Now I’m going to shift gears back to talking about whether or not we take the Bible literally. It seems that if we do, we realize that the Bible is neither complete nor perfect. However, if we don’t take it literally then we ignore a lot of important doctrines (such as the literal and physical resurrection of the Savior). Another doctrine we might miss if we don’t take the Bible literally is that of baptism for the dead: “Else what shall they do which are baptized for the dead, if the dead rise not at all? why are they then baptized for thedead?” (1 Cor. 15:29). Well, maybe we get to pick and choose what to take literally from the Bible. That way we can say it is something just figurative. Well, who gets to make the judgment call on what is literal or not? It sounds like something a prophet would do.

I think other Christians would find (if they give LDS Church members a chance) that we take the Bible very literally; I think to an extent that few other Christians do. There are things that we don’t take literally though (e.g., the Creation story is one because we know that the 7 days were 7 time periods of unspecified length – millions to billions of years, most likely. I’m not saying that we do not believe in the Creation, I’m just saying that LDS Church doctrine specifies that the earth was not created in 6/7 24 hour days).

So, taking the Bible literally is a two-edged sword. On it’s [the Bible’s] own, it is difficult to know what to take literally or not. This is where having the witness of the Book of Mormon, the Doctrine and Covenants, and modern-day prophets is so important; it allows us to discern what is literal and what is not. Those without this knowledge are in a bind – if the Bible is 100% infallible, why are there missing passages? Why are there some contradictions? Why is there a need for multiple translations of the Bible? Why do the Catholics have a different Canon than most of the Protestants? Further, if the Bible is taken literally, how do you account for teachings that contradict doctrines of many Christian religions? How can you pick and choose what to accept?

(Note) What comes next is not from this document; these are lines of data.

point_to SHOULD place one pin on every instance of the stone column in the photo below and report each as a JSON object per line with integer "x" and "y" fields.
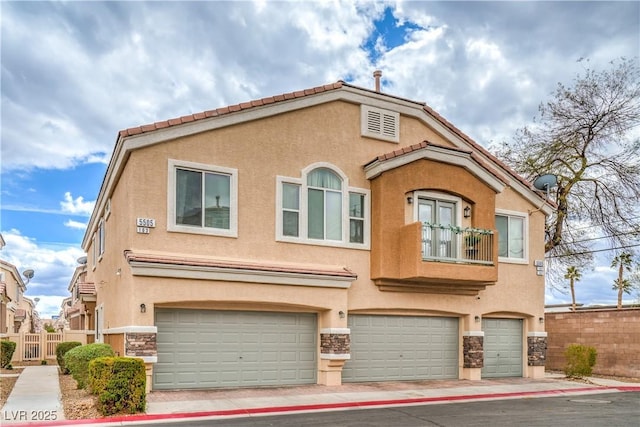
{"x": 335, "y": 349}
{"x": 473, "y": 354}
{"x": 536, "y": 353}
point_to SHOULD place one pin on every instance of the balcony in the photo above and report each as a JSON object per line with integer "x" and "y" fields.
{"x": 438, "y": 259}
{"x": 458, "y": 245}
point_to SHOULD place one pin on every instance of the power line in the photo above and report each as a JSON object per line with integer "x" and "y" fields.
{"x": 593, "y": 251}
{"x": 606, "y": 237}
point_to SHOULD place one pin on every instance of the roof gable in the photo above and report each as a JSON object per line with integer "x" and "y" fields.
{"x": 137, "y": 137}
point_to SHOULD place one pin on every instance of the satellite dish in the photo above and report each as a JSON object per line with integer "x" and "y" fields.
{"x": 545, "y": 182}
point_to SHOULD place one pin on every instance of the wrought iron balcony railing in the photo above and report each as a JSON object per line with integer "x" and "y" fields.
{"x": 448, "y": 243}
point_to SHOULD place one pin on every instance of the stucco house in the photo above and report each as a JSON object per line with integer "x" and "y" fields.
{"x": 333, "y": 234}
{"x": 16, "y": 311}
{"x": 77, "y": 311}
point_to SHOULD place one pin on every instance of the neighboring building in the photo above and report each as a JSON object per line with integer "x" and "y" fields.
{"x": 62, "y": 323}
{"x": 335, "y": 234}
{"x": 16, "y": 311}
{"x": 78, "y": 310}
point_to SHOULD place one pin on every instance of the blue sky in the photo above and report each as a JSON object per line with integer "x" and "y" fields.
{"x": 75, "y": 73}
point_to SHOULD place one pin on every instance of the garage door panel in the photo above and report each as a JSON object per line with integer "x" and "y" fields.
{"x": 401, "y": 348}
{"x": 205, "y": 349}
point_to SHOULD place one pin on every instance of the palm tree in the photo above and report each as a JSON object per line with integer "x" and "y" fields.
{"x": 574, "y": 275}
{"x": 623, "y": 262}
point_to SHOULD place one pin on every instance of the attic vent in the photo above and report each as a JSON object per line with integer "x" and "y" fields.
{"x": 380, "y": 124}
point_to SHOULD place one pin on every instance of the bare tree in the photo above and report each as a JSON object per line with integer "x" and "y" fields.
{"x": 574, "y": 275}
{"x": 624, "y": 263}
{"x": 587, "y": 135}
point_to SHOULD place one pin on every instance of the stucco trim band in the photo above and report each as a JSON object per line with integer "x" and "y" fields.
{"x": 231, "y": 271}
{"x": 335, "y": 331}
{"x": 331, "y": 356}
{"x": 132, "y": 328}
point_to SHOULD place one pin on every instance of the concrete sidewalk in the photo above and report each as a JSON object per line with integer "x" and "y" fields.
{"x": 35, "y": 397}
{"x": 37, "y": 391}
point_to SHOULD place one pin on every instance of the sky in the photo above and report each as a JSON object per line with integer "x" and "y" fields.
{"x": 75, "y": 73}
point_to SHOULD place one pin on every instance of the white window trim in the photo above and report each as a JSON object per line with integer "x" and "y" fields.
{"x": 101, "y": 239}
{"x": 303, "y": 218}
{"x": 525, "y": 233}
{"x": 434, "y": 195}
{"x": 233, "y": 199}
{"x": 94, "y": 260}
{"x": 99, "y": 331}
{"x": 107, "y": 209}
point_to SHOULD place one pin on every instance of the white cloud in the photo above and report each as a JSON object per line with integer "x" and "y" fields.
{"x": 75, "y": 224}
{"x": 76, "y": 206}
{"x": 53, "y": 267}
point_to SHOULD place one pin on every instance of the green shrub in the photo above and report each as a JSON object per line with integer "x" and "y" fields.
{"x": 120, "y": 383}
{"x": 580, "y": 360}
{"x": 100, "y": 371}
{"x": 61, "y": 350}
{"x": 77, "y": 360}
{"x": 6, "y": 352}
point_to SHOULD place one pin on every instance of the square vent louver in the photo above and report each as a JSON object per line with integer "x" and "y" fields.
{"x": 380, "y": 124}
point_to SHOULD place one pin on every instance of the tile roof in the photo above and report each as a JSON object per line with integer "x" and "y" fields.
{"x": 229, "y": 109}
{"x": 424, "y": 144}
{"x": 312, "y": 91}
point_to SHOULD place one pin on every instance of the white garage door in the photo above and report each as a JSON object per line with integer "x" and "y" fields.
{"x": 386, "y": 348}
{"x": 208, "y": 349}
{"x": 502, "y": 348}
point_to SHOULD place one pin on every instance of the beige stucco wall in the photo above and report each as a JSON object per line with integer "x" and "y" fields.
{"x": 282, "y": 146}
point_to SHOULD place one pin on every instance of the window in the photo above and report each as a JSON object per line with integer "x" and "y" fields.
{"x": 202, "y": 199}
{"x": 440, "y": 214}
{"x": 324, "y": 207}
{"x": 94, "y": 252}
{"x": 99, "y": 323}
{"x": 290, "y": 209}
{"x": 101, "y": 241}
{"x": 320, "y": 208}
{"x": 512, "y": 229}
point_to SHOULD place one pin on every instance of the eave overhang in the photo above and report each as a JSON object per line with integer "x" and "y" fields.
{"x": 428, "y": 151}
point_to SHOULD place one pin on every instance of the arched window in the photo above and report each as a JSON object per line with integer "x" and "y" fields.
{"x": 321, "y": 208}
{"x": 324, "y": 202}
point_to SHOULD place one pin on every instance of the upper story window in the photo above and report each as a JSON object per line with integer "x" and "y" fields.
{"x": 101, "y": 238}
{"x": 94, "y": 252}
{"x": 512, "y": 232}
{"x": 322, "y": 209}
{"x": 440, "y": 213}
{"x": 202, "y": 199}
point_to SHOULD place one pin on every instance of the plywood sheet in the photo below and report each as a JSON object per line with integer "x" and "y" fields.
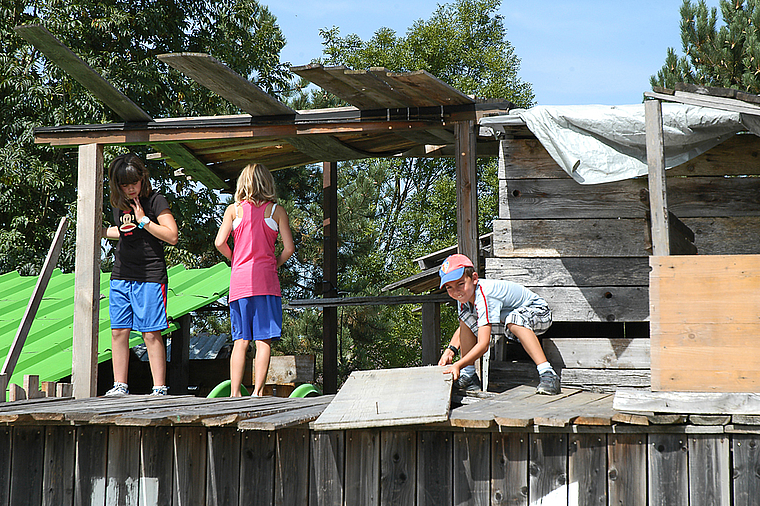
{"x": 389, "y": 397}
{"x": 705, "y": 317}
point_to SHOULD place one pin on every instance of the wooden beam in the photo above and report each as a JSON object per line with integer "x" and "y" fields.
{"x": 330, "y": 276}
{"x": 467, "y": 191}
{"x": 225, "y": 82}
{"x": 658, "y": 200}
{"x": 193, "y": 167}
{"x": 85, "y": 75}
{"x": 34, "y": 304}
{"x": 84, "y": 370}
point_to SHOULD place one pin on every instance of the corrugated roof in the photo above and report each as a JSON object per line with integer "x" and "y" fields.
{"x": 47, "y": 352}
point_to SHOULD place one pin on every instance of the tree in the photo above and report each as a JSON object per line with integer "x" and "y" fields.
{"x": 120, "y": 39}
{"x": 726, "y": 57}
{"x": 393, "y": 210}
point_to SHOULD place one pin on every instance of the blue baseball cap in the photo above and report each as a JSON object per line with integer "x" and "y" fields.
{"x": 453, "y": 268}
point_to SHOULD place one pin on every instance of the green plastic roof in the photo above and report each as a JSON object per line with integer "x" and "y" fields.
{"x": 47, "y": 351}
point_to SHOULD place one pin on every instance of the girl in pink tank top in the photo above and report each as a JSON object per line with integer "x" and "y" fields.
{"x": 254, "y": 221}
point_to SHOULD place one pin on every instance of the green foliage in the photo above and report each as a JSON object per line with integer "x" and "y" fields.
{"x": 119, "y": 39}
{"x": 394, "y": 210}
{"x": 727, "y": 56}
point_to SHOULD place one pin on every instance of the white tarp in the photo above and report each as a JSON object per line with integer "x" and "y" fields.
{"x": 600, "y": 143}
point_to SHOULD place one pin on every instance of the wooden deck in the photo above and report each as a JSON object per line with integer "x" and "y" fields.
{"x": 514, "y": 447}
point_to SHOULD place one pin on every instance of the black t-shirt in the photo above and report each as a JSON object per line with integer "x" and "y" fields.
{"x": 139, "y": 255}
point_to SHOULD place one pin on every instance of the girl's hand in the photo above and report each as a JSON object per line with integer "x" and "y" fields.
{"x": 137, "y": 208}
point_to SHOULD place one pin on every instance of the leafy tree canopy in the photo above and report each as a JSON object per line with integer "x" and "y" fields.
{"x": 726, "y": 56}
{"x": 120, "y": 39}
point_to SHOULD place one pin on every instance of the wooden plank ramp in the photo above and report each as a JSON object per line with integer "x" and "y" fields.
{"x": 389, "y": 397}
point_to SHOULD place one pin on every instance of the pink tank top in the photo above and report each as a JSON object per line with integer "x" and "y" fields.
{"x": 254, "y": 265}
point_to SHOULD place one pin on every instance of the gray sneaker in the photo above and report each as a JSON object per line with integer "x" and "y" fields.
{"x": 467, "y": 383}
{"x": 549, "y": 384}
{"x": 118, "y": 389}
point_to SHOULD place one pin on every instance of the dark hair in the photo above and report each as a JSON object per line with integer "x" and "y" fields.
{"x": 127, "y": 169}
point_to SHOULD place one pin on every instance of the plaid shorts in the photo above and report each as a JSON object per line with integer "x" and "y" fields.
{"x": 537, "y": 317}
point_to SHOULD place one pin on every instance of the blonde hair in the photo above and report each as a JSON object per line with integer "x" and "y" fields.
{"x": 255, "y": 184}
{"x": 127, "y": 169}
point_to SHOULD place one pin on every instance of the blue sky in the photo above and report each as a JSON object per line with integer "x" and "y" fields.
{"x": 572, "y": 52}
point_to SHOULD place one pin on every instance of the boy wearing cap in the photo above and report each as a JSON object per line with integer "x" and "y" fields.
{"x": 483, "y": 302}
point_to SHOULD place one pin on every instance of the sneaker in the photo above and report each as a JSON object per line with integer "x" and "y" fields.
{"x": 118, "y": 389}
{"x": 467, "y": 383}
{"x": 162, "y": 390}
{"x": 549, "y": 384}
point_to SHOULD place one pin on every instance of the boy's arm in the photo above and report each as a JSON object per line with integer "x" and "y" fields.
{"x": 477, "y": 351}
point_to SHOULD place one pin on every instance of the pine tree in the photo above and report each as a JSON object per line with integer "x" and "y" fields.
{"x": 727, "y": 56}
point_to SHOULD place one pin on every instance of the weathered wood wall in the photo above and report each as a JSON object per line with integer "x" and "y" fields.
{"x": 110, "y": 465}
{"x": 584, "y": 248}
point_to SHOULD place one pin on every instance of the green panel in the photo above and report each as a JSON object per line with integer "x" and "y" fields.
{"x": 47, "y": 351}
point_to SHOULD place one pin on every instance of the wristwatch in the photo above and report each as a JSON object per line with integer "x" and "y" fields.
{"x": 144, "y": 221}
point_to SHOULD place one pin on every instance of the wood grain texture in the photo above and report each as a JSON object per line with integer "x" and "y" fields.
{"x": 695, "y": 347}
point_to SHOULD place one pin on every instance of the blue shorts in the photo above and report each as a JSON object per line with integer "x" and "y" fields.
{"x": 138, "y": 305}
{"x": 256, "y": 318}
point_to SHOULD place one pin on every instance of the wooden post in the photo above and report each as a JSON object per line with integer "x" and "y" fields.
{"x": 431, "y": 332}
{"x": 330, "y": 277}
{"x": 658, "y": 202}
{"x": 467, "y": 191}
{"x": 84, "y": 370}
{"x": 179, "y": 365}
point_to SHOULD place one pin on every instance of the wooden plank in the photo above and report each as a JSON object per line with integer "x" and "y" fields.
{"x": 668, "y": 476}
{"x": 62, "y": 56}
{"x": 571, "y": 271}
{"x": 710, "y": 472}
{"x": 189, "y": 481}
{"x": 362, "y": 481}
{"x": 434, "y": 468}
{"x": 381, "y": 398}
{"x": 257, "y": 465}
{"x": 123, "y": 469}
{"x": 636, "y": 400}
{"x": 292, "y": 467}
{"x": 509, "y": 468}
{"x": 610, "y": 378}
{"x": 6, "y": 456}
{"x": 58, "y": 475}
{"x": 223, "y": 472}
{"x": 547, "y": 468}
{"x": 472, "y": 463}
{"x": 627, "y": 469}
{"x": 91, "y": 463}
{"x": 31, "y": 310}
{"x": 27, "y": 465}
{"x": 694, "y": 348}
{"x": 597, "y": 352}
{"x": 467, "y": 192}
{"x": 398, "y": 463}
{"x": 225, "y": 82}
{"x": 746, "y": 461}
{"x": 687, "y": 197}
{"x": 331, "y": 80}
{"x": 156, "y": 456}
{"x": 310, "y": 411}
{"x": 587, "y": 465}
{"x": 326, "y": 468}
{"x": 86, "y": 325}
{"x": 520, "y": 411}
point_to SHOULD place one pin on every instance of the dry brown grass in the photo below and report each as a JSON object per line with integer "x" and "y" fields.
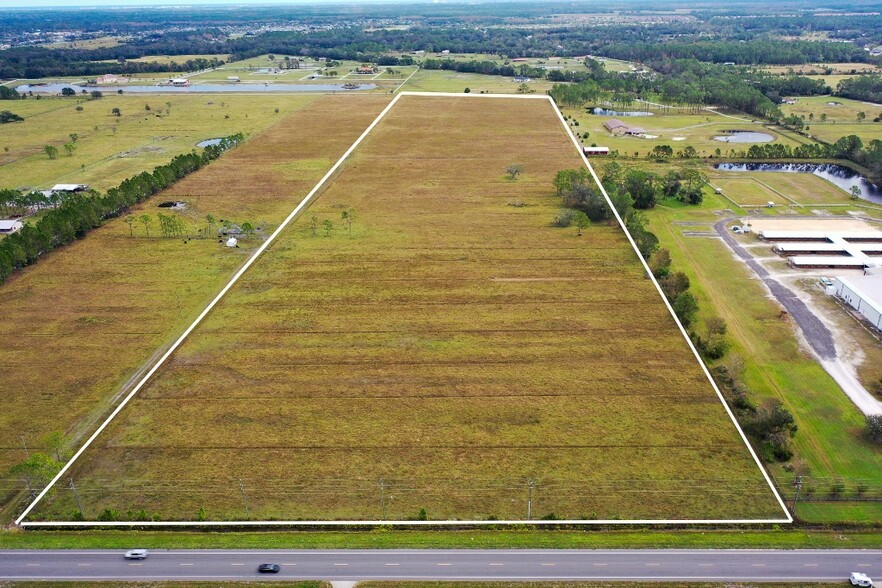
{"x": 450, "y": 351}
{"x": 81, "y": 322}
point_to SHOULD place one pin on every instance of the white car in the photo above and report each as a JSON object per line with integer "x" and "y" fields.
{"x": 136, "y": 554}
{"x": 859, "y": 579}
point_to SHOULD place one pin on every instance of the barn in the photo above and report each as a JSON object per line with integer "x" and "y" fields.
{"x": 864, "y": 294}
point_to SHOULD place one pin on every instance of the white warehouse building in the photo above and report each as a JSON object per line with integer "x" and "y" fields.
{"x": 864, "y": 294}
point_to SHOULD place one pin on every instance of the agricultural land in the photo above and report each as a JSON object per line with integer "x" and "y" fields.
{"x": 448, "y": 354}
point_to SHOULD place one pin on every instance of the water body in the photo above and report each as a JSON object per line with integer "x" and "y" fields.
{"x": 745, "y": 137}
{"x": 608, "y": 112}
{"x": 841, "y": 176}
{"x": 55, "y": 88}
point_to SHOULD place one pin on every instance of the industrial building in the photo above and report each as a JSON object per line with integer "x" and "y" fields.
{"x": 864, "y": 294}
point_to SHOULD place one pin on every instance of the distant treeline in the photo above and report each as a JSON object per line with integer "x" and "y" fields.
{"x": 80, "y": 213}
{"x": 645, "y": 43}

I know some of the things I wrote about are not entirely this simple, but I wanted to respond to those who take the Bible as “GOD’S PERFECT WORD” (again, that’s a description of the Bible I read and hear frequently). The Bible forms the foundation of the LDS canon of scriptures, we place it first in our scripture sets, we love the Bible and follow its doctrines. However, we are not limited to the Bible. We have the Book of Mormon and other scriptures; we have living prophets and modern revelation. Our canon is not fixed and closed, it is open and expanding. God speaks to us today, just as He did in Biblical times.